Platform as a service market is expected to rise from $900m in 2011 to reach $2.9bn in 2016, according to a report by Garter.
According to the report, the market will witness steady growth during the period reaching $1.2bn in 2012 and $1.5bn in 2013.
The market includes suites of application infrastructure services, such as application platforms as a service (aPaaS) and integration platforms as a service (iPaaS).
It also includes specialist application infrastructure services, such as database platform as a service, business process management platform as a service, messaging as a service and other middleware application offered as a cloud service.
Cloud application platform services (aPaaS) will be the largest segments within the PaaS market, accounting for 34.4% of the total PaaS spending in 2012 while cloud application life cycle management (ALM) services (almPaaS) will account for 12% of the spending.
Cloud BPM platform services (bpmPaaS) will account for 11.6%; and cloud integration services (iPaaS) will account 11.4%.
According to Gartner forecast, about $360m per year will be spent on PaaS technologies from 2011 through 2016.
Gartner research director Fabrizio Biscotti said infrastructure as a service (IaaS) and software as a service (SaaS) are the most mature and established from a competitive landscape perspective, while PaaS is the least evolved.

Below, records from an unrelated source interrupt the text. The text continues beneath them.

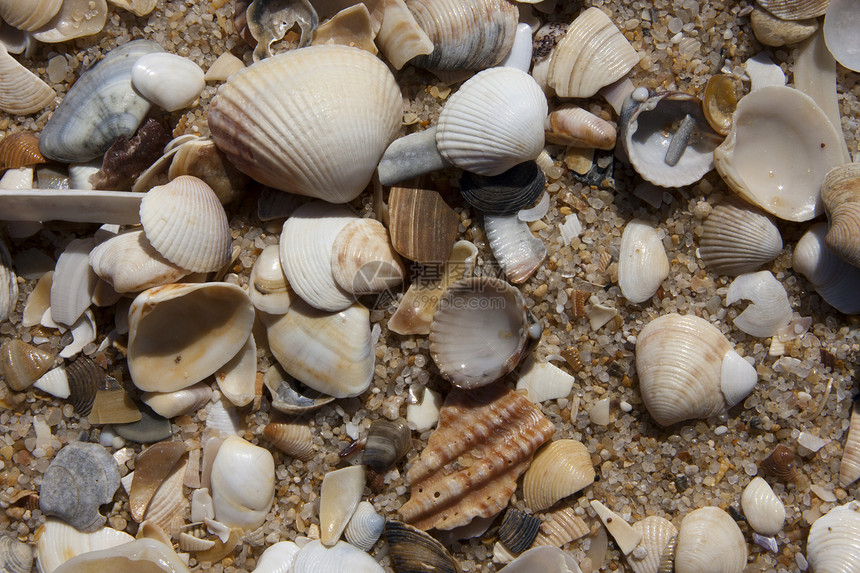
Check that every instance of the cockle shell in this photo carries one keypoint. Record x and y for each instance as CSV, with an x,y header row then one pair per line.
x,y
179,334
560,469
590,38
688,369
493,122
485,440
833,539
466,34
322,117
710,542
99,107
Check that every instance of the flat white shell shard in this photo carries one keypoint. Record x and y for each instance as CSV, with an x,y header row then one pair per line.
x,y
243,483
769,310
307,240
185,222
643,264
313,121
687,369
493,122
778,152
592,54
516,249
179,334
762,508
833,540
710,542
169,81
339,496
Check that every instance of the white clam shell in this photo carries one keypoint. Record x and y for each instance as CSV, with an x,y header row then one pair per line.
x,y
243,483
493,122
762,508
778,152
833,540
643,264
320,120
687,369
154,72
185,222
179,334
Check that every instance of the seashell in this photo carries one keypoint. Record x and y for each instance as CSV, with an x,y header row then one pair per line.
x,y
762,508
179,334
480,331
840,193
57,542
364,527
466,35
387,442
657,535
688,370
642,264
770,310
331,353
99,107
668,140
504,194
493,122
347,87
21,91
339,496
710,542
518,530
154,71
423,227
560,469
363,260
243,483
415,551
516,249
738,238
81,477
784,180
292,438
835,280
833,538
591,37
795,9
485,440
341,558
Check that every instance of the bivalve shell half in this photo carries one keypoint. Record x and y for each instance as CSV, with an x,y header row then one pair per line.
x,y
313,121
180,334
688,369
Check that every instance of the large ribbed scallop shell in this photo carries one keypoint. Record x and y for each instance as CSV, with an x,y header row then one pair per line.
x,y
687,369
738,238
493,122
485,439
593,53
833,540
558,470
466,34
841,195
185,222
313,121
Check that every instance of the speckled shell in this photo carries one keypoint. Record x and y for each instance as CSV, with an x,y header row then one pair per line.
x,y
466,34
313,121
493,122
485,439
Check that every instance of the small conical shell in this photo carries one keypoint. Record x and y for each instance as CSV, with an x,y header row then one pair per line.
x,y
560,469
185,222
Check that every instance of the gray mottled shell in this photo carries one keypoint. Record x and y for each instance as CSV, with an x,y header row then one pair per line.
x,y
82,477
100,106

"For this reason, PaaS is where the battle between vendors and products is set to intensify the most," Biscotti said.
"It comes as no surprise that the PaaS competitive landscape is still in flux, with traditional application infrastructure vendors facing competition from new large players moving into the market, and myriad specialized PaaS pure players cutting into their slice of profits."
The report said that users may subscribe to a cloud provider’s PaaS or may buy a cloud-enabled application infrastructure product and build their own PaaS for private cloud (private PaaS) or public cloud consumption.
Gartner analyst Yefim Natis said that the fundamental appeal of PaaS is the opportunity for ISVs (independent software vendors) and IT organisations to create new software appkliation with minimal capital expense and without the hassle of provisioning and configuring the underlying infrastructure.
"Too many SMBs (small or midsize businesses), in addition, PaaS offers the chance to take advantage of some state of the art enabling technologies, they otherwise could not afford," Natis said.
"Finally, the popularity of SaaS also drives adoption of PaaS for customization, extension and integration of the cloud-based applications."
During the period mature market like US, Western Europe and Japan will take a lead in PaaS adoption.
Currently, 42% of the revenue is generated from the US which was followed by Western Europe and Mature Asia/Pacific and about 90% of the spending come from mature economies.